Research paper by I I Durinovic-Belló, R P RP Wu, V H VH Gersuk, S S Sanda, H G HG Shilling, G T GT Nepom

Indexed on: 08 Jan '10Published on: 08 Jan '10Published in: Genes and Immunity


Immune responses to autoantigens are in part controlled by deletion of autoreactive cells through genetically regulated selection mechanisms. We have directly analyzed peripheral CD4+ proinsulin (PI) 76-90 (SLQPLALEGSLQKRG)-specific T cells using soluble fluorescent major histocompatibility complex class II tetramers. Subjects with type I diabetes and healthy controls with high levels of peripheral proinsulin-specific T cells were characterized by the presence of a disease-susceptible polymorphism in the insulin variable number of tandem repeats (INS-VNTR) gene.

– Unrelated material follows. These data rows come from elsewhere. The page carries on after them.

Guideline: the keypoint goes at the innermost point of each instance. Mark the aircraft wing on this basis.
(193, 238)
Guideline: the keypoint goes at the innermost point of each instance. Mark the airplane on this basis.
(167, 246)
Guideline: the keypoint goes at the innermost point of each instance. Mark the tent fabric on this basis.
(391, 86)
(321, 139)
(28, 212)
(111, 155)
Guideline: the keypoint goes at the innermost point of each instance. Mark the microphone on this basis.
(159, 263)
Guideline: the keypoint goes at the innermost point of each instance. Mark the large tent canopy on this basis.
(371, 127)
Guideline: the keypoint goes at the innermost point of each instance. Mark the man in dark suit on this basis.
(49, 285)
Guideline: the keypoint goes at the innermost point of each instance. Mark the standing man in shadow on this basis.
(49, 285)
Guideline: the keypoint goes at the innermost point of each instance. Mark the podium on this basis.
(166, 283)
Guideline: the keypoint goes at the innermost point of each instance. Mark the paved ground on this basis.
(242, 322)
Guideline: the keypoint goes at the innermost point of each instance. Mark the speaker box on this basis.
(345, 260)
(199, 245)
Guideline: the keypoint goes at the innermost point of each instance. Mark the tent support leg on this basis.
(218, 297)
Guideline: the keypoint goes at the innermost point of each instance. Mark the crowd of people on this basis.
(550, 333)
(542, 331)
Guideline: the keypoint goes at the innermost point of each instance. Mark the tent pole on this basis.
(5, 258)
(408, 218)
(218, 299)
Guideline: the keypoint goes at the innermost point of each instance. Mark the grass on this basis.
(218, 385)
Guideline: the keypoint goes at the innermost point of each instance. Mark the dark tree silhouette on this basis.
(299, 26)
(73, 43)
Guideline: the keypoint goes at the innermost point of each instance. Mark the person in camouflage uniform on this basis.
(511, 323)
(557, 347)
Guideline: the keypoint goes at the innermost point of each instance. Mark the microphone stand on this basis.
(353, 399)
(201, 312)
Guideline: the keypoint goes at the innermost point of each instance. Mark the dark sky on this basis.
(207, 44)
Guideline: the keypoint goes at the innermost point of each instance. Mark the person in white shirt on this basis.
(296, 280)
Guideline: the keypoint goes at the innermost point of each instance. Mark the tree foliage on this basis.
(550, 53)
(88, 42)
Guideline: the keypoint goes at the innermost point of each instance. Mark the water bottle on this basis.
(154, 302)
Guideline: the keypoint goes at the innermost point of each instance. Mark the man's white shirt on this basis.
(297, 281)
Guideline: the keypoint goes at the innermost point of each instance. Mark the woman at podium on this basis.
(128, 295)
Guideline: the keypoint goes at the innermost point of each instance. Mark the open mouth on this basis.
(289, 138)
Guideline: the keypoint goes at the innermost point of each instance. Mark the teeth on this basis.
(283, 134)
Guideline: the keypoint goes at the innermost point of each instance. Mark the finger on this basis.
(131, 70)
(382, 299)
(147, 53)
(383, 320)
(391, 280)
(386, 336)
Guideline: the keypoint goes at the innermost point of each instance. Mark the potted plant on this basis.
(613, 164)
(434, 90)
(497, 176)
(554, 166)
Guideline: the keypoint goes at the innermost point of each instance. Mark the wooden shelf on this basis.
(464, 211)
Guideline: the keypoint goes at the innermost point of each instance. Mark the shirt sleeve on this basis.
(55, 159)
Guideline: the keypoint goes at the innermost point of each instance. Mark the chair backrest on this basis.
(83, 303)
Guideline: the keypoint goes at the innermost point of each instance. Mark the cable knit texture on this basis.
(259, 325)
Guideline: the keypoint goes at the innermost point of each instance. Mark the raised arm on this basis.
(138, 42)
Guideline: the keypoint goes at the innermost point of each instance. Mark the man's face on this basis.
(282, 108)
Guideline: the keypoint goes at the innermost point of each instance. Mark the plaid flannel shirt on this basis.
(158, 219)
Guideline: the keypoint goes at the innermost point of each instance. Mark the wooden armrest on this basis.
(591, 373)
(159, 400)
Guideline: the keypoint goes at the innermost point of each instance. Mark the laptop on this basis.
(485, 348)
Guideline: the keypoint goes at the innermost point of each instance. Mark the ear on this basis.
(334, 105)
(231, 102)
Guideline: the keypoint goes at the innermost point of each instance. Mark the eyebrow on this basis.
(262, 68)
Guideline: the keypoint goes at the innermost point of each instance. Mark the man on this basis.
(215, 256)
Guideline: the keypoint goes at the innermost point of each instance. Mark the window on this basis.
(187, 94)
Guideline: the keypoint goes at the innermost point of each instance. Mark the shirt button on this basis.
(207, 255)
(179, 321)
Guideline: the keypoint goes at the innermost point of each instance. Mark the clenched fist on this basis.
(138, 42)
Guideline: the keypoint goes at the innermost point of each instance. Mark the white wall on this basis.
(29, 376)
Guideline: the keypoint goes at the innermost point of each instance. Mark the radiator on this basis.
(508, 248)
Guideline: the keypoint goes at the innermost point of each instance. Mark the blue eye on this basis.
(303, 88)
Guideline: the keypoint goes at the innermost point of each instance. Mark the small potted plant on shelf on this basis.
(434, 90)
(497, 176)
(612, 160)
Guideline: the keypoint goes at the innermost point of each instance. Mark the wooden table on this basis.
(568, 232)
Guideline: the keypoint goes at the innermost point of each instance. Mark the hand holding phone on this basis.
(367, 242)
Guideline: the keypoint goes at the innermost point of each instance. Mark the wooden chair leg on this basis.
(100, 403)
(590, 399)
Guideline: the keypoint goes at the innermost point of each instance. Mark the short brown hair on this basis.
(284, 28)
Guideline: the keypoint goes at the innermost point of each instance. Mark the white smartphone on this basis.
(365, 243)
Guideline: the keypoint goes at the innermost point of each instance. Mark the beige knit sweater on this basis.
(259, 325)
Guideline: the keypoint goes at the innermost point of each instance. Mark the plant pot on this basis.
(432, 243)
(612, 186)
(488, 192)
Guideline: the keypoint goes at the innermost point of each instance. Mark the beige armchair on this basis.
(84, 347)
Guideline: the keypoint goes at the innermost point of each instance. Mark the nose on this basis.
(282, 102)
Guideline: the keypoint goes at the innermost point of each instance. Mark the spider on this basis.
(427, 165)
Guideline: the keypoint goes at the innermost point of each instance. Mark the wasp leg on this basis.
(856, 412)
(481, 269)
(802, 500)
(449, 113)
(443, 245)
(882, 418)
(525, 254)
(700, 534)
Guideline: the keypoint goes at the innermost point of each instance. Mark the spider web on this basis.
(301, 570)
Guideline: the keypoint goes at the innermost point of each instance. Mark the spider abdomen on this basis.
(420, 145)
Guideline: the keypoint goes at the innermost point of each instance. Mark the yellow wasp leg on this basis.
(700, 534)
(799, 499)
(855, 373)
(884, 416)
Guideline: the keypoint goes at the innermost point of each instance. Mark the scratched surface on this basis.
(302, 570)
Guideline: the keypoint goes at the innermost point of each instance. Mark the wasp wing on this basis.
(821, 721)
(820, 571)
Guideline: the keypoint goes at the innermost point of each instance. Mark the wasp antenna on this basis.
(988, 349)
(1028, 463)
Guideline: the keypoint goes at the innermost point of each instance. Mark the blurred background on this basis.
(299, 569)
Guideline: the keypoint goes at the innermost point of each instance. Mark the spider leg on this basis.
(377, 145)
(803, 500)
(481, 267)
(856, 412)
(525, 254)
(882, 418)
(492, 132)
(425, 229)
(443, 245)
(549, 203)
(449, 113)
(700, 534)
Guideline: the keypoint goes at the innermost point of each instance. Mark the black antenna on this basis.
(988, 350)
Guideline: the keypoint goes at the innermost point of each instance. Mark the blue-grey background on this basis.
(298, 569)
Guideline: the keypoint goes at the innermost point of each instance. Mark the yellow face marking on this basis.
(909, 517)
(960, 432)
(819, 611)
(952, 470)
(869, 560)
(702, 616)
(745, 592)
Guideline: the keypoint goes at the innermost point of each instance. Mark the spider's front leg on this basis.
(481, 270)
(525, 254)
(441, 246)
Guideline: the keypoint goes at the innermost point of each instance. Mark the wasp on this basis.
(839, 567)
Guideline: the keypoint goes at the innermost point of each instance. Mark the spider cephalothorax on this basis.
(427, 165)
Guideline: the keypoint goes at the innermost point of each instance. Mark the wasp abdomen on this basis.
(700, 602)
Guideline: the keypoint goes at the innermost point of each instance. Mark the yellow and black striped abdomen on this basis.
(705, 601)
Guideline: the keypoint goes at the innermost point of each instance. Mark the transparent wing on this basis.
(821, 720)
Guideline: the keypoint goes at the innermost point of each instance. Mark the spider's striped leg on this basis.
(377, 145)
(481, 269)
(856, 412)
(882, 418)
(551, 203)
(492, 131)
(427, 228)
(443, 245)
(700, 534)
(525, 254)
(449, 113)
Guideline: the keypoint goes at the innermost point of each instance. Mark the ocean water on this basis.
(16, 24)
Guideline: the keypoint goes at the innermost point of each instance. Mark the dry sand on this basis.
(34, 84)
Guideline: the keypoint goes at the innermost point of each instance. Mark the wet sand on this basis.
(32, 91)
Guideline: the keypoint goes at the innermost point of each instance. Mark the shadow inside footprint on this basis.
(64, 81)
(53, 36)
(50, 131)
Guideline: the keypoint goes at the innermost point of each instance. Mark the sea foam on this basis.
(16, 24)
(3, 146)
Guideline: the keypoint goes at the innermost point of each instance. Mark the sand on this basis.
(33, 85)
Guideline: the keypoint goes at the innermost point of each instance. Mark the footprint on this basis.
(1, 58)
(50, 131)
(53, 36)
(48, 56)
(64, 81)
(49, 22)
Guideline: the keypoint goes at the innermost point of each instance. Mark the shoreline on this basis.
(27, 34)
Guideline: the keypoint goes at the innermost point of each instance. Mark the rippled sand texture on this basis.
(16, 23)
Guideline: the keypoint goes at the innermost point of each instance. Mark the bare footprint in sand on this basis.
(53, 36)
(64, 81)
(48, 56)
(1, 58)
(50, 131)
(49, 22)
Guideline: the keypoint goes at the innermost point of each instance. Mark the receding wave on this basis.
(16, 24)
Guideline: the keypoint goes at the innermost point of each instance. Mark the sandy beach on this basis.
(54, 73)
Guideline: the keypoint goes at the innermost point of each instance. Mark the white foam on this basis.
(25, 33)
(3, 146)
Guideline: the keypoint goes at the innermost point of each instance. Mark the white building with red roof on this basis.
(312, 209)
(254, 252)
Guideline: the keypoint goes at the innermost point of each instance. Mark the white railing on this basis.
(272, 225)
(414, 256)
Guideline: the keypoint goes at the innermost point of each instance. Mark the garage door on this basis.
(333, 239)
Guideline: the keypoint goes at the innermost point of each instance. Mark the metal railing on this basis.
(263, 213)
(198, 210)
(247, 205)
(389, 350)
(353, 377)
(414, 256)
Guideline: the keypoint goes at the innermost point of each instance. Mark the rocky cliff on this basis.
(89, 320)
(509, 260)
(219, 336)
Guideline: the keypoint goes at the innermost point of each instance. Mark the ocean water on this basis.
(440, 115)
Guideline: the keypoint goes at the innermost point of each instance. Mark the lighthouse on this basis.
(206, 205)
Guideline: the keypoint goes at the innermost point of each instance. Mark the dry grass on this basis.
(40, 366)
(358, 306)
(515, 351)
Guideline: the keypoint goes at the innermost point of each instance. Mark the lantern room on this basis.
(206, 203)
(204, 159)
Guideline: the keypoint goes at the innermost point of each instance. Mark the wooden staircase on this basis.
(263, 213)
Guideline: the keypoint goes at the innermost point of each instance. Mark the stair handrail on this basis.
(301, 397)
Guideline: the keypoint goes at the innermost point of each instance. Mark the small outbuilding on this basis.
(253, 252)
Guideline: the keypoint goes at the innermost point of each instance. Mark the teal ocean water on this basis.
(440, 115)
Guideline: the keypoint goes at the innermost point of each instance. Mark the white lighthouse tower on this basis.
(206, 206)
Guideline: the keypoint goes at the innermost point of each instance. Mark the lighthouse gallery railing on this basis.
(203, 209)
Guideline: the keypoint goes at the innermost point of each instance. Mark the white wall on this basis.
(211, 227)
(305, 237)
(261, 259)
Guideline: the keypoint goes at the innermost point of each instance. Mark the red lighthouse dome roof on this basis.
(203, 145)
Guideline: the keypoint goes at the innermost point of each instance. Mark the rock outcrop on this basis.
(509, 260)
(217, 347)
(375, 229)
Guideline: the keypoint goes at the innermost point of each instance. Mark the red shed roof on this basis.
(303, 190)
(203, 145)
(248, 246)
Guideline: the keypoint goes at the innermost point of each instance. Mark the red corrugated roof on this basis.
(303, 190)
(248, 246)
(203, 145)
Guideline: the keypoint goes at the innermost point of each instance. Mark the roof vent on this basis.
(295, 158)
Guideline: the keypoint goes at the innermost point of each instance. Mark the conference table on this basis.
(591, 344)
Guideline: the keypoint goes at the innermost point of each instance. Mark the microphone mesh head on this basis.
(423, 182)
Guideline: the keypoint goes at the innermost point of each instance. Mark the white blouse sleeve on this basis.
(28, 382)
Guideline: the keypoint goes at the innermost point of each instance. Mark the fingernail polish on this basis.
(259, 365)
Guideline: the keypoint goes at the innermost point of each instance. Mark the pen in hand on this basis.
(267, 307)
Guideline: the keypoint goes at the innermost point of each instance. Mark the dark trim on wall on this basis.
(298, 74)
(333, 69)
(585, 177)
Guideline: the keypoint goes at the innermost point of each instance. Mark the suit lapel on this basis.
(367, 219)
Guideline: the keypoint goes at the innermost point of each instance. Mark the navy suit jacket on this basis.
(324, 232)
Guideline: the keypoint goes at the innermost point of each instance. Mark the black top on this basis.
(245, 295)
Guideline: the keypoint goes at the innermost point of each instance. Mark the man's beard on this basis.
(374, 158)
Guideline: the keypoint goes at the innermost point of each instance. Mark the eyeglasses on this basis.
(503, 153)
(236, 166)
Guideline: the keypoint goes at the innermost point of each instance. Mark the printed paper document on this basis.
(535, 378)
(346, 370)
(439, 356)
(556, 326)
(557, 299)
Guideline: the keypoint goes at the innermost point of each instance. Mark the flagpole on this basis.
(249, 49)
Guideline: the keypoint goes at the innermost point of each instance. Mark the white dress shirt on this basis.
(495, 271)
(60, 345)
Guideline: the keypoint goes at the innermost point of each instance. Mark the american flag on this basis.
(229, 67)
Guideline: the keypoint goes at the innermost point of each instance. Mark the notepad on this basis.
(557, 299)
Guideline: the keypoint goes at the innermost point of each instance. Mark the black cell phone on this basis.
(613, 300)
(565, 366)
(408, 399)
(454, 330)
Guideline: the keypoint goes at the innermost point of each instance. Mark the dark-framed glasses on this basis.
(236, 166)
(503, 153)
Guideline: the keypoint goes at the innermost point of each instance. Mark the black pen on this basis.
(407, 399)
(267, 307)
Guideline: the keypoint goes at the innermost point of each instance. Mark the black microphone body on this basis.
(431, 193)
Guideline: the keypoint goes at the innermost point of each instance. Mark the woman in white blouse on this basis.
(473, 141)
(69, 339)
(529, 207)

Conversely, subjects with a 'protective' polymorphism in the INS-VNTR gene had nearly undetectable levels of proinsulin tetramer-positive T cells. These results strongly imply a direct relationship between genetic control of autoantigen expression and peripheral autoreactivity, in which proinsulin genotype restricts the quantity and quality of the potential T-cell response. Using a modified tetramer to isolate low-avidity proinsulin-specific T cells from subjects with the susceptible genotype, transcript arrays identified several induced pro-apoptotic genes in the control, but not diabetic subjects, likely representing a second peripheral mechanism for maintenance of tolerance to self antigens.